2) Louie Vega playing Loni Clark “Rushing” at Sound Factory Bar. Wednesday night at Sound Factory was the ultimate New York City industry night. Louie would work a hot test pressing in such a way that by Thursday morning you would be getting calls from all the UK labels to hear it and license it. Lem and Jon of Mood II Swing were core members of the New York community, and had already had big success with their releases on Eight Ball. Plus they had released a well-received underground track under the acronym Clubb Kids on Nervous. “Rushing” was one of their finest song writing moments, and they went to the next level with the Rushing Dub. Louie heard it right away as a club bomb. Played that dub for a solid 30 minutes and then worked in the vocal. The dancefloor was going off, Willie Ninja was vogueing and Barbara Tucker was on the microphone announcing that it was a hit. The project had a life of its own by the end of the night.
3) Kenny Dope playing Black Moon “Who Got Da Props” at the Warsaw in Miami March 1994. Masters At Work at the Warsaw was the highlight of the Winter Music Conference that year. The club was jammed and was about to start live performances. Nervous had made a lot of noise by dipping into hip-hop with the release of Black Moon “Who Got Da Props.” Kenny is one of the rare producers who always had equal cred and talent as a house music and hip-hop producer. He called that single as soon as we sent him the demo, even before it was released. When he played it as his last track of a house set, everyone knew something special was coming over the big Warsaw sound system.
4) Paul Trouble Anderson playing Byron Stingily “Get Up (Everybody)” at the Loft. “Get Up Everybody” was originally a sample track produced by Zack Toms and Paul Simpson. Louie Vega destroyed it all summer 1995 in Italy and suggested we have Byron put a vocal on top. Paul Trouble called me even before the test pressings were sent out. How did he know about it? Well that was Paul Trouble. When it came to discovering and breaking American based house music in the UK, there was nobody better. He called me on Thursday morning after playing it the night before at The Loft. Told me I should tell Byron to pack his bags, cause he was going to be spending a lot of time in London doing shows once the song came out.
5) Neptunes Beach Club in the Hamptons had to be seen to be believed.

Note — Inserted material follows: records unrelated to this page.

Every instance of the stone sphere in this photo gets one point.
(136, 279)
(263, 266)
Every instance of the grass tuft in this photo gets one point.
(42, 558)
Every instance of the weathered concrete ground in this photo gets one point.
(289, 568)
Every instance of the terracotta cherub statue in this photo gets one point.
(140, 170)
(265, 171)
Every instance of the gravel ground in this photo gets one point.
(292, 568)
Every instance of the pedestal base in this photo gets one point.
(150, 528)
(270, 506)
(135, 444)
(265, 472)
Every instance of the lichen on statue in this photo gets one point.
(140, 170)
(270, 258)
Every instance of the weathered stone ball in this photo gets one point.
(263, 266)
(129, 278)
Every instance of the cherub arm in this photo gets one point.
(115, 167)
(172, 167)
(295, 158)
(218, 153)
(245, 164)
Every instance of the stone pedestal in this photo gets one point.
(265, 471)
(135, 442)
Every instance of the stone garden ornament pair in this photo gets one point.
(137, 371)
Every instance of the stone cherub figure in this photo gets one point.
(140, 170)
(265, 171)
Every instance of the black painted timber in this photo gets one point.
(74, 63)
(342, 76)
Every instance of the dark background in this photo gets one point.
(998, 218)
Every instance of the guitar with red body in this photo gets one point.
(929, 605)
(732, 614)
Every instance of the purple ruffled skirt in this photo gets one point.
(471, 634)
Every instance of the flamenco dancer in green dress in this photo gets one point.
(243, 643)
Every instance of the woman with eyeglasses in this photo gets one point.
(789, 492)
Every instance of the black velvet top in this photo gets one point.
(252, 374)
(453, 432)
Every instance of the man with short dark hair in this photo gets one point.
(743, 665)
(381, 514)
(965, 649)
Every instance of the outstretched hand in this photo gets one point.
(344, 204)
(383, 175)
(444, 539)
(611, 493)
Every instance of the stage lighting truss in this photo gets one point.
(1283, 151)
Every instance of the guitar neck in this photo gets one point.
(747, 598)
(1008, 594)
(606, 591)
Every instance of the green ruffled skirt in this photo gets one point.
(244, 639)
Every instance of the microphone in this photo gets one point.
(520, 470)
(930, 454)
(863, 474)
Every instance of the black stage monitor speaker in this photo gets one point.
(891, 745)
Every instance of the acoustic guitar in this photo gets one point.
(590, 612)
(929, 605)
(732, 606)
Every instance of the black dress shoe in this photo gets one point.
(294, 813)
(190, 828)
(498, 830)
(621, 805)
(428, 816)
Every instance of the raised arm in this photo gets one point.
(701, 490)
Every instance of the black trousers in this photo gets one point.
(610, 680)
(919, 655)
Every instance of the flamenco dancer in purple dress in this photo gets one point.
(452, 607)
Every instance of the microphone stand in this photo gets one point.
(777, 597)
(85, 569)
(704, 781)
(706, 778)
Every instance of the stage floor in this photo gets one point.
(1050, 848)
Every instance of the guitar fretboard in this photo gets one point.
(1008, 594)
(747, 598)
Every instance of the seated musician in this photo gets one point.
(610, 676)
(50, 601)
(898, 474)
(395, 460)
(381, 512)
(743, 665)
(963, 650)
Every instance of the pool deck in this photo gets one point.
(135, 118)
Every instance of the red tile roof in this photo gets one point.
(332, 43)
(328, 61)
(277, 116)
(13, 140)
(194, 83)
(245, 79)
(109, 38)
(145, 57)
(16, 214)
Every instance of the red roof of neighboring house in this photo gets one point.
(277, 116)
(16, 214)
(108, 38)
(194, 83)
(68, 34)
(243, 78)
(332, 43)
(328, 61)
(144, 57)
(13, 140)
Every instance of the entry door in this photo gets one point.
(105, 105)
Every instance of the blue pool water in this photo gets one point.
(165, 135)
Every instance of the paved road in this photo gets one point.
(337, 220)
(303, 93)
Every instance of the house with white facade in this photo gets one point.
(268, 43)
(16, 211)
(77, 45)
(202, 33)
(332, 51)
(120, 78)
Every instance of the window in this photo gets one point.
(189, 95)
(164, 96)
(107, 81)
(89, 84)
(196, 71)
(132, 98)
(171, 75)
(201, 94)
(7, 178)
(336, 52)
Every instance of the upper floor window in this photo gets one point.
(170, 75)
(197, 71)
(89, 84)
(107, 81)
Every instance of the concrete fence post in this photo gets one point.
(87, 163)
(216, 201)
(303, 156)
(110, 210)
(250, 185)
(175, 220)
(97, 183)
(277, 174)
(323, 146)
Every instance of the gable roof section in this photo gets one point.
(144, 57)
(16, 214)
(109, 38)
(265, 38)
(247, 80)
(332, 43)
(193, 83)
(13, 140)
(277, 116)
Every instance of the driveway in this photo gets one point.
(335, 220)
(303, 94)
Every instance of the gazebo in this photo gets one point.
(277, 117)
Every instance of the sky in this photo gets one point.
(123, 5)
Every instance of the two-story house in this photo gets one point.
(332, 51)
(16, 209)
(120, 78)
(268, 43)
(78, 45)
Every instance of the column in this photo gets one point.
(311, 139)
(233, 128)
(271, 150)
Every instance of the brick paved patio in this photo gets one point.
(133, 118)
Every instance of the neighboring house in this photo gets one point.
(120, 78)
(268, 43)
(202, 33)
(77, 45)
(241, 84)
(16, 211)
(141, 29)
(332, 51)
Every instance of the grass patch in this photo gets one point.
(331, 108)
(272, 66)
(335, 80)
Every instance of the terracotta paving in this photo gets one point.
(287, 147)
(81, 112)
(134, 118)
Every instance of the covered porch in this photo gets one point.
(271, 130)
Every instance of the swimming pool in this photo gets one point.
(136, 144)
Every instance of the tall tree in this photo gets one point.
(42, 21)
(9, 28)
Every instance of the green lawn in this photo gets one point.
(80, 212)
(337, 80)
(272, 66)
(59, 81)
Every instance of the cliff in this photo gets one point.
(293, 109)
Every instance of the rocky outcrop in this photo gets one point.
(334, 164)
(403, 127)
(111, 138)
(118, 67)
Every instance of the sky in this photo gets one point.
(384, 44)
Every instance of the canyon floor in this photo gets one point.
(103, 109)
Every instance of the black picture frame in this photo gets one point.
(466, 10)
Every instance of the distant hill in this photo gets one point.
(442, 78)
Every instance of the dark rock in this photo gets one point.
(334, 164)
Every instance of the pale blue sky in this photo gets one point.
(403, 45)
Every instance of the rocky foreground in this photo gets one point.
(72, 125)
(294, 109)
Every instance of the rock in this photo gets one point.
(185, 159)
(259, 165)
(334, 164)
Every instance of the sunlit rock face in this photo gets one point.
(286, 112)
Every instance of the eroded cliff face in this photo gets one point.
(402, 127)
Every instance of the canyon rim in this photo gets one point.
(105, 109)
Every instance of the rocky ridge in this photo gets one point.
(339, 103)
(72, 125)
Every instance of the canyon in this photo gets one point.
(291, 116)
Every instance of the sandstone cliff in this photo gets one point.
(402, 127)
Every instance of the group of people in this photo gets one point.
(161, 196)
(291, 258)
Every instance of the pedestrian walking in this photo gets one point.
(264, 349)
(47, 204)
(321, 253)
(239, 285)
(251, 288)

In the middle of ocean-front property surrounded by million dollar homes filled with people who were more likely to be seen at museums and opera houses than nightclubs, existed a venue that had a gritty, beaten up deck badly in need of repair, a staff of security guards who looked for any excuse to commence a beatdown on badly behaving clubbers, girls wearing as little as possible and a sound system that had long seen better days. But none of this mattered because the crowd who showed up loved their beats and loved to get their dance on. So that deck was the source of some of the New York’s areas finest club moments. Oscar G was one of the Neptunes audience’s favorite DJ’s and when he played there the energy was always at its highest. He had produced “Back To You” for his album on Nervous. The track already had a serious buzz from his weekly gigs at Club Space Miami. But it was the first time he played it at Naptunes, when the crowd started singing along, that we knew this was destined to be a club hit in New York, and it still is to this day.